A razão do moço que veio do
interior logo tomou conhecimento que o Direito é uma das maiores conquistas do
ser humano. Sem essa hora não existe de fato gente humanizada, o cidadão
condigno, mas o regresso na escala biológica onde prevalece o instinto animal
na prática invariável dos atos com base na lei do mais forte.
Havia
chegado a hora do professor de Direito Civil se aposentar, guardar suas
ferramentas de ensino na gloriosa faculdade. E assim, no veraneio imposto pela
passagem da vida, viria acontecer o cronista. De crônica em crônica, publicada no
“Jornal da Bahia”, nos anos 1960 e 1970, o estilo não jurídico do autor foi
revelando um baiano bom cronista. O autor no final da sua atividade como cronista
alcançava a marca de quem havia escrito 140 textos do gênero.
Crônicas sobre
o seu amor à Bahia, a sua história, os seus velhos mestres, o Carnaval ontem e
hoje, o racismo, o futebol, a oratória decadente do bolodório, os advogados, a
Justiça e o Direito, entre tantas que fluem no estilo sóbrio. Em algumas fica claro que os homens da geração do cronista tinham
dificuldades de entender o mundo, que passava ligeiro, por mais aberto que seja
o espírito, mais ansiosa a vontade de compreendê-lo, como pasmo se dizia.
Essas crônicas foram reunidas agora no alentado
volume Orlando Gomes, o cronista. Percebe-se em algumas que o tempo
passageiro é flagrado na Bahia com seu direito de sambar, caminhar por novas
ruas do mundo onde foi introduzido o homem audiovisual modelado pela
telecomunicação, formatado em seu psiquismo, educação e relações sociais. O
cronista com conhecimento de causa toca as faces nostálgicas da velha Salvador,
exibe a cidade que não mais existia com a pura alegria de viver de sua boa
gente. Ninguém mais queria conhecer o outro por prazer.
Em “Papo de Folião Aposentado”, no tom
consolador, conclui que o carnaval de ontem já era, o corso de automóveis com
famílias aplaudindo nas calçadas não passava de evocação de cafonices. Estava
convencido de que não foi mesmo o folião aposentado que mudou ao correr da
vida. O babado, em seu cometa ululante e feérico, “atrás do qual centenas de
foliões pulam por pular e arrastam o que encontram pela frente”, é que era
outro.
Lírico, observador, reflexivo, opinativo.
Cronista que recolhe os estados emotivos da vida em sociedade, extraindo das
cenas cotidianas o pretexto que resulta no texto informativo com equilíbrio e
devaneio.
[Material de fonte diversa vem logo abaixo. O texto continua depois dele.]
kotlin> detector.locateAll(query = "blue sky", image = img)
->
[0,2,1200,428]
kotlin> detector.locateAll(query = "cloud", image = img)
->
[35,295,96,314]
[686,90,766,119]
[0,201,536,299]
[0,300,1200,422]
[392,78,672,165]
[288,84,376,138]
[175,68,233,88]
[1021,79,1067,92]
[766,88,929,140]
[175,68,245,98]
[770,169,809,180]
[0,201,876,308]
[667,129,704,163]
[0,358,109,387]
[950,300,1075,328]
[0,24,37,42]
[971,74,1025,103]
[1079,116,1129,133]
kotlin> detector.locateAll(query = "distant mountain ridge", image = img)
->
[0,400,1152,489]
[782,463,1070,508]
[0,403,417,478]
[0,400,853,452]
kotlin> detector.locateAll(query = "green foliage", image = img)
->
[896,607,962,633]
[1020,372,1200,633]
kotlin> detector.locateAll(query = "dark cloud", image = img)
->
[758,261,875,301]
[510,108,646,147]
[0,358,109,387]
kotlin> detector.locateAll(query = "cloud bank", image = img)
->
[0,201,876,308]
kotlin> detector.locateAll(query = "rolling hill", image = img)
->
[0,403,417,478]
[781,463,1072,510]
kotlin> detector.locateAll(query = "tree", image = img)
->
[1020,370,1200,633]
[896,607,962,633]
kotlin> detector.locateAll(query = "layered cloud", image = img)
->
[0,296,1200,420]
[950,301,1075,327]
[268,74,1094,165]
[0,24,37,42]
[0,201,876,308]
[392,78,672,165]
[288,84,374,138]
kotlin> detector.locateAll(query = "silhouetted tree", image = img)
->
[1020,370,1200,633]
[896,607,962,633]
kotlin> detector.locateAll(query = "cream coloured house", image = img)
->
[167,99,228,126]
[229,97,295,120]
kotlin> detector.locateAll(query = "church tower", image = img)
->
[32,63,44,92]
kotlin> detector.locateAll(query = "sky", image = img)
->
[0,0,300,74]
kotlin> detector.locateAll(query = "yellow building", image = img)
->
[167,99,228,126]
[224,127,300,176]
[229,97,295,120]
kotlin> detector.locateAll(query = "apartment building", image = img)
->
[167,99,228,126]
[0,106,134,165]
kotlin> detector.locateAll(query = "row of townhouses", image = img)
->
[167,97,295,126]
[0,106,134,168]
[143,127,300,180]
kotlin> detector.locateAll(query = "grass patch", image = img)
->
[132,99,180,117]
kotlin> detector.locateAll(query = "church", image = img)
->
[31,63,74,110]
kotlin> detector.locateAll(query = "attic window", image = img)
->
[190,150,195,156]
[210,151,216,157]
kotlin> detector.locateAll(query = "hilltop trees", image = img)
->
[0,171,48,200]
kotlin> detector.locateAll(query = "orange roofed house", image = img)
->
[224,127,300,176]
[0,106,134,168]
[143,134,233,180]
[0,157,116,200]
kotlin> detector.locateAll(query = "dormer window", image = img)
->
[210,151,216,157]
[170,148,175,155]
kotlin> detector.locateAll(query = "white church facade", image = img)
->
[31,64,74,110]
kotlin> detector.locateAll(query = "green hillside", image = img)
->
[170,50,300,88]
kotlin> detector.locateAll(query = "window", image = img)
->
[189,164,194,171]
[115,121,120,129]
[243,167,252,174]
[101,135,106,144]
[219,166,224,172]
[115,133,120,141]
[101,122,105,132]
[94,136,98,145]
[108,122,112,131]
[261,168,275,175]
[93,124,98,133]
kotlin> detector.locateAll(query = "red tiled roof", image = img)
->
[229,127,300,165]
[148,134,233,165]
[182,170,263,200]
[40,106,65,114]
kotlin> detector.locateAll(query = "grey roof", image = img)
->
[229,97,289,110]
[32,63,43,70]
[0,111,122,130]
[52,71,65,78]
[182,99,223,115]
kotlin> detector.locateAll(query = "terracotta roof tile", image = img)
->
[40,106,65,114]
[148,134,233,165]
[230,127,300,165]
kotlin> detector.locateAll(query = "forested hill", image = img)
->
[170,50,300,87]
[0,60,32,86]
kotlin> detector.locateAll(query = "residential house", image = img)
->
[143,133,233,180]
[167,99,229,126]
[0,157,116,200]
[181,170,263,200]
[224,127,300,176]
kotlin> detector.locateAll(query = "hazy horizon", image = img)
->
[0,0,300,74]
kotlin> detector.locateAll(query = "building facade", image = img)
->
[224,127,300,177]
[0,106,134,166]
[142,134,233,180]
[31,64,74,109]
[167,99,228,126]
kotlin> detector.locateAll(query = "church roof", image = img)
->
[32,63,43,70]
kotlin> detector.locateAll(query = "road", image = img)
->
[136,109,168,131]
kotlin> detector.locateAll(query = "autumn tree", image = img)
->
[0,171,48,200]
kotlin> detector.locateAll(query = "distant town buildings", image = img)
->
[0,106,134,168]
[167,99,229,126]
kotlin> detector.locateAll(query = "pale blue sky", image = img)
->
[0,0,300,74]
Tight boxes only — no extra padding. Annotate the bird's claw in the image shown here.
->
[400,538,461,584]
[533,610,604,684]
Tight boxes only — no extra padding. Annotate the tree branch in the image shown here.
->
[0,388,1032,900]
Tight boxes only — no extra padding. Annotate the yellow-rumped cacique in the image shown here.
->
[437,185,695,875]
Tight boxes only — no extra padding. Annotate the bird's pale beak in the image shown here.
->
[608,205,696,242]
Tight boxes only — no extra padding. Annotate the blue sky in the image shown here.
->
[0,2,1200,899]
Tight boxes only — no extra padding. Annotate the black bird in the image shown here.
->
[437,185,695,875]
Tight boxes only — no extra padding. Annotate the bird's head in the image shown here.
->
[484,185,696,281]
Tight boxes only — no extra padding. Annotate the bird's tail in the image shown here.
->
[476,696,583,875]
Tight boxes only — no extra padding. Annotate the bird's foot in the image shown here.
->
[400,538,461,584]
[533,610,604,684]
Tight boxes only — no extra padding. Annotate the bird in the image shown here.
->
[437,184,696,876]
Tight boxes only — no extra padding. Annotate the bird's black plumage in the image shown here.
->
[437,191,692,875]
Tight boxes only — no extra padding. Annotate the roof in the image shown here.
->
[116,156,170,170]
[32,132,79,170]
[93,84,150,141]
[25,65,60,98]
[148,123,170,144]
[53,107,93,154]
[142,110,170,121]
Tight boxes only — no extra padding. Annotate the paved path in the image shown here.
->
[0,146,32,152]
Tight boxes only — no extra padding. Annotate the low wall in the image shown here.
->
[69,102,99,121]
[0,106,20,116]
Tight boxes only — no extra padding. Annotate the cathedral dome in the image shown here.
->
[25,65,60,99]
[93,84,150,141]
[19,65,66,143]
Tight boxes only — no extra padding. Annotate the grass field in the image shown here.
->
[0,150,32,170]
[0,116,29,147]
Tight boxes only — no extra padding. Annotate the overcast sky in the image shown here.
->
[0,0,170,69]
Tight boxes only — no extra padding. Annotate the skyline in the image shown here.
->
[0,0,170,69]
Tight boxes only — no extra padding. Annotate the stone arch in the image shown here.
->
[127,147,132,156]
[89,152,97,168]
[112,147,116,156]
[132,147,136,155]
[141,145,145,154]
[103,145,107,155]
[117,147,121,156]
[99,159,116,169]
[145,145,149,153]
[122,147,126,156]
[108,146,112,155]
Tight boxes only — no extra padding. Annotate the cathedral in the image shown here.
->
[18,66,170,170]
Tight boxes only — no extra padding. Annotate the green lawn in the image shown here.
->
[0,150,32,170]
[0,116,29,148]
Cultiva a crônica com o engenho
de ensaísta, que inspirado fere com humor a mudança dos costumes, expede juízo
acerca de temas como o amor, a idade avançada como virtude acumulada de saber,
o preconceito contra as mulheres, a euforia das domésticas, a utilidade das
novelas de televisão, as drogas e a violência. Crônicas para todos os gostos como
resultado de uma experiência de vida bem vivida.
À sombra das lembranças que acendem o pensamento
emotivo, às vezes revelam a maneira apropriada para se regressar ao
passado, reconstruindo-o com pedaços felizes, momentos generosos da cidade de
beleza antiga na canção da vida. Com uma conversa simples, pedem atenção para o
perene das coisas, pessoas, costumes, situações, logrando trazer para as
páginas do livro agora a notícia efêmera que pertence ao jornal.
O cronista tem uma visão tranquila de ver
o mundo. Distingue-se na escritura que prefere recriar com emoção e razão situações
ao invés de recorrer à mera transcrição dos fatos. Assim, ainda que tardio, fez
descansar o jurista de saber e ensino notáveis. Gosta de se apresentar com humor, diverge
quando a cena se lhe mostra inconsequente, mas sempre querendo conversar com o
mundo, de maneira lúcida, serena, numa condição que lhe é necessária, faz parte
de seu caráter revestido das essências da vida. Isso certamente fará com que o
leitor comente que em bom momento não ficou o veranista esquecido dentro do
jurista.
*Orlando
Gomes, o cronista, 140 crônicas de Orlando Gomes, prefácio por Otávio Luiz
Rodrigues Jr., organizador Rodrigo Moraes, EDUFBA, editora da Universidade
Federal da Bahia, Salvador, 2021.
**Cyro
de Mattos é ficcionista, poeta, ensaísta, cronista, autor de literatura
infantojuvenil. Editado e premiado também no exterior. Autor de 55 livros
pessoais. Membro da Academia de Letras da Bahia, foi aluno do professor Orlando
Gomes, que ocupou a cadeira 16 da instituição.